Three Against Four Steps Into The Limelight

"Part of the challenge of being a creative person is being yourself...with no apologies...being really intensely yourself," states Brandon Patton, singer and bassist for THREE AGAINST FOUR.

Now, at the turn of the millennium, Brandon and his fellow bandmates Anand (singer and guitarist) and drummer Jay Skowronek, have come together to create music bursting with vitality and grace. THREE AGAINST FOUR is fusing powerful rock and funk rhythms with a personal singer-songwriter style that has "an intelligence that rises above most of the sea of bands jonesin' to jam" (SLC Tribune, Jan. 99).

Brandon's and Anand's paths first crossed at college, where the two found abundant opportunities to work together. Both musicians shared a need to explore as many musical styles and tastes as possible, and together performed everything from afro-pop to steel drum music to Prince covers. Thus, when Brandon began work on his first major solo project, Nocturnal in 1997, he called upon Anand's talents as a guitarist. The result: an eye-opening, 15 song CD filled with a number of collaborations between the two songwriters.

"Nocturnal was very experimental in certain ways. I really admired the way that Brandon was exploring so many different writing styles and sonic textures with that recording," says Anand of the album that cemented the duo's resolve to put together a band.

The only thing missing was a drummer.

Soon, Brandon and Anand moved to Amherst, Massachusetts, where they were able to set up their own recording studio in the basement of a house, and pressed onwards, borrowing drummer friends to play gigs along the way. Anand remembers how frustrating the search for a permanent drummer was:

"We had this one guy for a while who, previous to playing with us, had left his fiancé to make it in LA with a band, then jilted the band to come back to his fiancé, still hadn't gotten up the nerve to call her, and punched a cop out in a drunken rage.

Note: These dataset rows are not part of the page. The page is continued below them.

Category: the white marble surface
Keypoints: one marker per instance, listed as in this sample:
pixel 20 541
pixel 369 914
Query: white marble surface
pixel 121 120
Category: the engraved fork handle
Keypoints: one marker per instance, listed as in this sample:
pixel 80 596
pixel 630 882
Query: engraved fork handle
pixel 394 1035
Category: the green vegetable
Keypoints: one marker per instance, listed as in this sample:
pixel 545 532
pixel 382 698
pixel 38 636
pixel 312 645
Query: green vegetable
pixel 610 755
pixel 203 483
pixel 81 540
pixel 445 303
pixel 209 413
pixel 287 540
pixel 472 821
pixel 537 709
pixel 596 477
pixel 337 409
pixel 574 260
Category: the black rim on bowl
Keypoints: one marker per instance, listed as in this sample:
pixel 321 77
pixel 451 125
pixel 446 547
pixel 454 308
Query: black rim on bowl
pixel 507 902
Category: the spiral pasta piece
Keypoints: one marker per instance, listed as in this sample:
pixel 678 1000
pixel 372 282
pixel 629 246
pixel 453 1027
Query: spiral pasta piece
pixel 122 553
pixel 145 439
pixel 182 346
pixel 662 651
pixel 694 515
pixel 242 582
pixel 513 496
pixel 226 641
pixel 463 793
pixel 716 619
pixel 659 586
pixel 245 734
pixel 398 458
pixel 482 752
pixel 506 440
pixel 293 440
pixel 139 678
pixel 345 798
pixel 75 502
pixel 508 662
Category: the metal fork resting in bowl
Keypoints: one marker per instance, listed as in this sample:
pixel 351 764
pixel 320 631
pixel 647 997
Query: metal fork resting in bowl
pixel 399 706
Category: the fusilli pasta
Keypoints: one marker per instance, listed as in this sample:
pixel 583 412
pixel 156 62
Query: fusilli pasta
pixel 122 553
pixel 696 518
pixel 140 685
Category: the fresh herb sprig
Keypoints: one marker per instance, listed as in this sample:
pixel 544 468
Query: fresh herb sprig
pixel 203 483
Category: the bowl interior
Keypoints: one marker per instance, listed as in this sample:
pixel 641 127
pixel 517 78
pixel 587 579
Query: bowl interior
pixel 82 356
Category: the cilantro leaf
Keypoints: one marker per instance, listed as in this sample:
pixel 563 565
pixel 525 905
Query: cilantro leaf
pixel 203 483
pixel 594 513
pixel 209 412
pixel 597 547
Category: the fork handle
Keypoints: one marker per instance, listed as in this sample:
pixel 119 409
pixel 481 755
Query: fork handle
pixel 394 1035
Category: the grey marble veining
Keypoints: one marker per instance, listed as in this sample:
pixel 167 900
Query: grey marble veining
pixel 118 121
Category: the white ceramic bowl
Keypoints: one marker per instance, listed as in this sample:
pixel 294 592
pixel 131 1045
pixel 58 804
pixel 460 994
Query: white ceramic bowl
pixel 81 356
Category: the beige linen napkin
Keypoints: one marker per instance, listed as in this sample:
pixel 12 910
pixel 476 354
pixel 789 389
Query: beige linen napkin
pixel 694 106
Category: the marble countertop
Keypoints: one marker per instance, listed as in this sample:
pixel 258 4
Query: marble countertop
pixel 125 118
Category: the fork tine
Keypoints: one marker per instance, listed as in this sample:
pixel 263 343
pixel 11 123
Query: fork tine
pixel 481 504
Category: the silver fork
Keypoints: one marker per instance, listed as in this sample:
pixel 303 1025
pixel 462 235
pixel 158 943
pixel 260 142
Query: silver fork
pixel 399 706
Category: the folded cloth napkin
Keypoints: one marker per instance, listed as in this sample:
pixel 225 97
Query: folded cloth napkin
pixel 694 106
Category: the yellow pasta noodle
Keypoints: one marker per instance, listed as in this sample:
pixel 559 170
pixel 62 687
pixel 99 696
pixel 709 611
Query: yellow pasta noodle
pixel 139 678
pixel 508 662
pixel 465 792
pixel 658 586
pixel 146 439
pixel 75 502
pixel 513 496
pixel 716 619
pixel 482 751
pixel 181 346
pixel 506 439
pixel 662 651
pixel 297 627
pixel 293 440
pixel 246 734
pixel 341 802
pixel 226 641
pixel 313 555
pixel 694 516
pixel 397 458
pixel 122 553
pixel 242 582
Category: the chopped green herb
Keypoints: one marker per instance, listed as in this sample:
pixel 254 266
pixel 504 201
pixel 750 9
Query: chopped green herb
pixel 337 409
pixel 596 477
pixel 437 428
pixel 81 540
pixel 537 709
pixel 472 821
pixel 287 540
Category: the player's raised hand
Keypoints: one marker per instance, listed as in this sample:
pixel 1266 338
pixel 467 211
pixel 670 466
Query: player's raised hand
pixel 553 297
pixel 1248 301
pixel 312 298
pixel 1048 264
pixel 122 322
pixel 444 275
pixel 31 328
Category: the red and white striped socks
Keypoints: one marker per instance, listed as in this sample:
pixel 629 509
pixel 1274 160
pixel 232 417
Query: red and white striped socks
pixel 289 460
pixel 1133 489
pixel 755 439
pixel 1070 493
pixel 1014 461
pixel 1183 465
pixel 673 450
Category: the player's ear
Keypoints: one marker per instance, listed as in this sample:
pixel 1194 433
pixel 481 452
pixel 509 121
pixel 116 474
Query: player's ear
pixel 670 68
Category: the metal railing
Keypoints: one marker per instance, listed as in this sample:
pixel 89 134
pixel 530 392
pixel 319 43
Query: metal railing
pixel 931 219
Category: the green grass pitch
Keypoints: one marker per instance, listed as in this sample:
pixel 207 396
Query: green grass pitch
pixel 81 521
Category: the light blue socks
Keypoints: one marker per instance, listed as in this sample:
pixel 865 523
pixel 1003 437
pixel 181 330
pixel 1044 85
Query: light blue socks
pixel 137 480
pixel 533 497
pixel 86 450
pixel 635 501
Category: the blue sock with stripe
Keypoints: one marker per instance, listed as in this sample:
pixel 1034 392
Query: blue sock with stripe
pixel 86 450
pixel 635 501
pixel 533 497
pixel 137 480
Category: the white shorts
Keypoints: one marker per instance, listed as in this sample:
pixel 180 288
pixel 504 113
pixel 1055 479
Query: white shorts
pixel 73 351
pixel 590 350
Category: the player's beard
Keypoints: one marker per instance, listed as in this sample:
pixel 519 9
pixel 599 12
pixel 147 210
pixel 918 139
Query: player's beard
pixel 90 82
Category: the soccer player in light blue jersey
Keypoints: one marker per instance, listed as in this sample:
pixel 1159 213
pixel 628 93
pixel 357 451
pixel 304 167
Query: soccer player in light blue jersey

He disappeared the night of a gig, and we haven't seen him since."

In the winter of 1998, Brandon and Anand, still drummer-less, packed up their instruments and recording gear and traveled to a house in Cape Cod, Massachusetts, to record their first official album together as THREE AGAINST FOUR.

"We had slowly accumulated some good gear, and some experience, and wanted to have time to perfect things without an hourly rate hanging over us," says Brandon of their do-it-yourself ethic.

Working with co-producer Nate Van Til and mixing engineer Mark Alan Miller, Anand and Brandon created Some Of Us Are Here. Miller, who has recorded countless artists including J. Mascis and Dar Williams, called the 12 song album "some of the best sounding home-tracked recordings I've ever heard." AMZmusiczine gave 'Some Of Us Are Here' four stars. That spring, Brandon stumbled upon an interesting classified ad in a local music magazine. It was Jay, a powerful young drummer whose musical tastes seemed to mirror Brandon's and Anand's. Within a few days, Brandon, Anand, and Jay were jamming in the basement and trading CDs back and forth.

"I remember walking into the rehearsal space and seeing the walls and ceiling covered with Astro-Turf" recalls Jay. "We really hit it off right away. It was magical."

After a summer of practice, Anand and Brandon moved to Boston, and together with Jay, began to perform.

Since then, THREE AGAINST FOUR has put over 50,000 miles on their trusty (and rusty) Econoline, and gained tons of performing experience. In addition to playing all over New England and New York, the band has traveled farther away from home for two self booked tours. Their first tour lasted five-weeks in January and February of 1999. They made it as far West as Utah, for the Sundance Film Festival, where they supported their costs by working at the festival as parking volunteers. This led to several amusing experiences inside Sundance's transplanted celebrity culture, including a party thrown by Perry Farrell, some friendly hostility thrown by actor Jeaneanne Garafalo, and a mishap featuring Brandon spilling the contents of his pockets in front of Michael Stipe. By chance, the film festival also landed the band the first use of their songs in a movie. Keep an eye out for "Who's On First" directed by David Snedeker and starring Allison Eastwood and Jonathan Shaech.

Their second tour lasted but a week and a half in March 2000 but resulted in even more harrowing experiences, including a deranged and destitute booking agent who threatened to single-handedly bar them from all venues in the United States unless the band signed his contract. Needless to say, the man was met with pity rather than fear, and given his seven dollar commission.

Having played over 60 shows and logged over 1000 hours of recording, THREE AGAINST FOUR has changed a great deal since their early days and developed into a powerful force on stage. Perhaps Brandon, ever-philosophical, says it best when he describes the band.

"It's bigger than all of us, man. We've created a monster."